Suppose AI and robots start leading to higher unemployment. That lowers incomes and decreases demand across the economy. Will your local restaurant really invest tons of money (and continuing maintenance costs) into the latest robot to supply pizzas if there are no customers due to mass unemployment? Or would they rather higher one of the now, very cheap unemployed people willing to work? As they de-robotize and hire people, jobs return and bring demand and livelihood back.
Students have literally asked me - after being scared by online videos and warnings - what happens if robots replace “all the workers” and humans have no more jobs. This is, to be impolite, the stupidity of the argument for a “universal basic income” as the solution. If no one has a job, the government has no one to tax to finance a universal basic income. (Slap forehead emoji :-) )
Anyway, none of those concerns keep me awake at any level.
Conclusion
Read the article. I hope you like it.
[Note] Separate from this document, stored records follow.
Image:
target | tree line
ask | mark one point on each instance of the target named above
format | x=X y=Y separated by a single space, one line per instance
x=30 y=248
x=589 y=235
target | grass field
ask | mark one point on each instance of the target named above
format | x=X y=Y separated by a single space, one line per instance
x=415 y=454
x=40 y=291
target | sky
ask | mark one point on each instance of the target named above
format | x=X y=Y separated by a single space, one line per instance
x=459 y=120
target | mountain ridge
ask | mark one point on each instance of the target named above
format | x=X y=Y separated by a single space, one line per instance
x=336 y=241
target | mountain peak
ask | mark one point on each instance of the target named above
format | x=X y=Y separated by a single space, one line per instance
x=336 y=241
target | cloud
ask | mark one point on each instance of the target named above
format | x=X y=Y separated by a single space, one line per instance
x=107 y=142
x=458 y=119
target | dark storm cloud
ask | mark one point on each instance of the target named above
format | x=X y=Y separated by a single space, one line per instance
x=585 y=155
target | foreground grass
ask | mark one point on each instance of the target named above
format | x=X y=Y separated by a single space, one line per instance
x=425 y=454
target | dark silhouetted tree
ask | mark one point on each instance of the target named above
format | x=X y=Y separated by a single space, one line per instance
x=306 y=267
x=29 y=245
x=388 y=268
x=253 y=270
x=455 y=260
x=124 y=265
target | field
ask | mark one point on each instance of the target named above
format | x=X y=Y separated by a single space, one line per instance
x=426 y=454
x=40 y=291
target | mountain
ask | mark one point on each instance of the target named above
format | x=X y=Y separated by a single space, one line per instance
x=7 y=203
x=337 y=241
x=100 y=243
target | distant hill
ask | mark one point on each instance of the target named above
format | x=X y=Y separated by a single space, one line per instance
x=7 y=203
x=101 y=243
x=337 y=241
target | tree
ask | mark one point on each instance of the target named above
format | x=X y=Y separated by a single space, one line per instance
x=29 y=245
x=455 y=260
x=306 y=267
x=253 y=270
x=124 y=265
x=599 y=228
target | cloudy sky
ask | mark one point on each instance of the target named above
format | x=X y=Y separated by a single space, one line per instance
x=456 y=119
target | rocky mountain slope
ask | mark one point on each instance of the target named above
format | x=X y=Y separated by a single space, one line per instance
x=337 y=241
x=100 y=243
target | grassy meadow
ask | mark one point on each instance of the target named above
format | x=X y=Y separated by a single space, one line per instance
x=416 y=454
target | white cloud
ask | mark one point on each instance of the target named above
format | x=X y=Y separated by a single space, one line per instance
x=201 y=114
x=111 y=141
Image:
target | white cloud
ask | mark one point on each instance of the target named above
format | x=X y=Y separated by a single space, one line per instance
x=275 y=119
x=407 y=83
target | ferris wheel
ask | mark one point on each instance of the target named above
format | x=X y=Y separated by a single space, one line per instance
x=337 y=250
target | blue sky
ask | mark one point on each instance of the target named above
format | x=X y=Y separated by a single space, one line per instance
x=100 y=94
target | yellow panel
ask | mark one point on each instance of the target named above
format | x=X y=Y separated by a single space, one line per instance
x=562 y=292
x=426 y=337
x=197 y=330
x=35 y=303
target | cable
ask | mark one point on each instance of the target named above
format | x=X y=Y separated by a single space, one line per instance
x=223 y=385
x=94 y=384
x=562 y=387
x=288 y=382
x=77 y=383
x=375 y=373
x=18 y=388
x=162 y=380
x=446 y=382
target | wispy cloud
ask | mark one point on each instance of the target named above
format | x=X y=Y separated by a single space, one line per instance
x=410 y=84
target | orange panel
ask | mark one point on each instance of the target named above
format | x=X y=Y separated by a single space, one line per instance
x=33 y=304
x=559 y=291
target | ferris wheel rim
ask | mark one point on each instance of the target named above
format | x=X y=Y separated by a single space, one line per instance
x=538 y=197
I’ve thought about an article on AI and this guy did a better version than I could have, and speaks with more authority as a practitioner in this area.
While the long-run is bright, in my opinion, there can be challenges. To start, certain jobs will likely disappear. I might be in one of them as a university professor. So, we can think about that and people in such fields should definitely think about it and how to transition. Personally, I think I have some years and we might even need more professors as we all become more effective at doing our jobs. So, we’ll see.
Second, who controls the AI and robots is a concern. All concentrated power makes me nervous from big brother government to mega corporations. If I have to choose, I choose corporations. They don’t have guns and prisons and can’t make the laws that truly can coerce me.
Mega-corps and all that are still a problem. But the solution is strong rule of law, strong individual property rights and trying to keep as vibrant, free and competitive a marketplace as possible. The world is not and never will be perfect, but at least we can limit power and its abuse by making the corporations compete with each other to serve our human desires better.
And, recalling my argument that all these things are ultimately to serve human interests, demand grows for wresting control from both mega-corps (or any corps) and government both: decentralized networks, block-chain technology, and Web3.0 all promise to give more ownership back to the individuals the whole mess is designed to serve in the first place.
All this will have challenges we can’t imagine today, for sure. Could Arnold Schwarzenegger appear naked from the future and kill us all? I mean, I guess, anything can happen, but I’m not betting on it. Fundamentally, I’m optimistic and look forward to the exciting new world to come. If I happen to see Arnold tomorrow, I think I’ll just ask for his autograph.
Thank you for reading!
Wikipedia on the film: https://en.wikipedia.org/wiki/2001:_A_Space_Odyssey
Despite the belief of many, I WAS NOT the body double for Arnold in this field. I was only 14 years old, but I appreciate the flattering thought.
I use ChatGPT throughout to represent all generative AI of the ChatGPT type. There are now several.
Reading this, it occurs to me that the productivity gains from AI might even be a potential lifesaver for economies like Japan, where the population age is becoming disproportionately top-heavy.